When I execute the code, problems appears :

当我执行代码时,出现问题:

$ ./facebook_fetch_coms.py
Traceback (most recent call last):
  File "./facebook_fetch_coms_classic_test.py", line 42, in <module>
    tree = etree.parse(body)
  File "lxml.etree.pyx", line 2957, in lxml.etree.parse (src/lxml/lxml.etree.c:56230)
  File "parser.pxi", line 1533, in lxml.etree._parseDocument (src/lxml/lxml.etree.c:82313)
  File "parser.pxi", line 1562, in lxml.etree._parseDocumentFromURL (src/lxml/lxml.etree.c:82606)
  File "parser.pxi", line 1462, in lxml.etree._parseDocFromFile (src/lxml/lxml.etree.c:81645)
  File "parser.pxi", line 1002, in lxml.etree._BaseParser._parseDocFromFile (src/lxml/lxml.etree.c:78554)
  File "parser.pxi", line 569, in lxml.etree._ParserContext._handleParseResultDoc (src/lxml/lxml.etree.c:74498)
  File "parser.pxi", line 650, in lxml.etree._handleParseResult (src/lxml/lxml.etree.c:75389)
  File "parser.pxi", line 588, in lxml.etree._raiseParseError (src/lxml/lxml.etree.c:74691)
IOError: Error reading file '<?xml version="1.0" encoding="utf-8"?>
<!DOCTYPE html PUBLIC "-//WAPFORUM//DTD XHTML Mobile 1.0//EN" "http://www.wapforum.org/DTD/xhtml-mobile10.dtd">
<html xmlns="http://www.w3.org/1999/xhtml"><head><title>Facebook</title><meta name="description" content="Facebook helps you connect and share with the people in your life."

The goal is first to get the link with id=see_prevwith lxml, then using a while loop to open all comments, to finally fetch all messages in a file.
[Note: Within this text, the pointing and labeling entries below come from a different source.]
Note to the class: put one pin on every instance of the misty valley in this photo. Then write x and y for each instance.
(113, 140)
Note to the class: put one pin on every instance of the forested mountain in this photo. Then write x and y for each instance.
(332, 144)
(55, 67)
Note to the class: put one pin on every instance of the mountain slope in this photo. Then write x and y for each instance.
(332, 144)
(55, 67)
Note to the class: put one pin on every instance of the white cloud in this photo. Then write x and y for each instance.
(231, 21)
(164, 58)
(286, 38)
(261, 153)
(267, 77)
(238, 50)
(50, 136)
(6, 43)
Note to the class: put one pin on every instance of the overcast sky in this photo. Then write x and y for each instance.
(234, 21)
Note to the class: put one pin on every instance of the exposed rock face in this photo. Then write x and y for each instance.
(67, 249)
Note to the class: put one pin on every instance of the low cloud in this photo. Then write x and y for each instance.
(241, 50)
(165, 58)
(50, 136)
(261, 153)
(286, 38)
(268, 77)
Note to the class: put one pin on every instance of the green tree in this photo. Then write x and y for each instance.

Any help will be very appreciated !

目标是首先使用id=see_prevwith获取链接lxml,然后使用 while 循环打开所有评论,最后获取文件中的所有消息。任何帮助将不胜感激!

Edit: I use Python 2.7.2 on archlinux x86_64 and lxml 2.3.3.
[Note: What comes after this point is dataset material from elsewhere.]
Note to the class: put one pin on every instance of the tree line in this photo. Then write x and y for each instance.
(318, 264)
编辑:我在 archlinux x86_64 和 lxml 2.3.3 上使用 Python 2.7.2。

采纳答案by kindall

This is your problem:

这是你的问题:

tree = etree.parse(body)

The documentationsays that "sourceis a filename or file object containing XML data." You have provided a string, so lxml is taking the text of your HTTP response body as the nameof the file you wish to open. No such file exists, so you get an IOError.

文件说:“source是一个包含XML数据的文件名或文件对象。” 您提供了一个字符串,因此 lxml 将您的 HTTP 响应正文的文本作为您要打开的文件的名称。不存在这样的文件,所以你会得到一个IOError.
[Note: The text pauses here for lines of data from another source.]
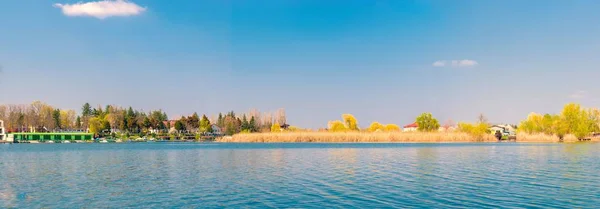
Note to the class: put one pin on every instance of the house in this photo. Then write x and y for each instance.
(2, 133)
(447, 129)
(410, 127)
(216, 129)
(503, 128)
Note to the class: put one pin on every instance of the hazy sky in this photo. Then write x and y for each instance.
(383, 61)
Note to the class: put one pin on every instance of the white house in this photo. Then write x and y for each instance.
(410, 127)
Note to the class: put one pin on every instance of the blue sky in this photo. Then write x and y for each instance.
(316, 59)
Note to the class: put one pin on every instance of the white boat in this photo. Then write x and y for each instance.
(2, 134)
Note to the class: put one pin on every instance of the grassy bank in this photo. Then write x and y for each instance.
(356, 137)
(541, 137)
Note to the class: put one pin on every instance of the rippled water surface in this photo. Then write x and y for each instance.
(150, 175)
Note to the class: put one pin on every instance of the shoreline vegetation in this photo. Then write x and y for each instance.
(393, 137)
(572, 124)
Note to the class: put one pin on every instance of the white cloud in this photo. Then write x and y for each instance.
(101, 9)
(455, 63)
(439, 63)
(578, 95)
The error message you get even says "Error reading file" and then gives your XML string as the name of the file it's trying to read,which is a mighty big hint about what's going on.

您收到的错误消息甚至说“错误读取文件”,然后将您的 XML 字符串作为它试图读取的文件名称,这是一个关于正在发生的事情的强大提示。

You probably want etree.XML(), which takes input from a string. Or you could just do tree = etree.parse(res)to read directly from the HTTP request into lxml (the result of opener.open()is a file-like object, and etree.parse()should be perfectly happy to consume it).

您可能想要etree.XML(),它从字符串中获取输入。或者你可以tree = etree.parse(res)直接从 HTTP 请求中读取到 lxml(结果opener.open()是一个类似文件的对象,并且etree.parse()应该非常乐意使用它)。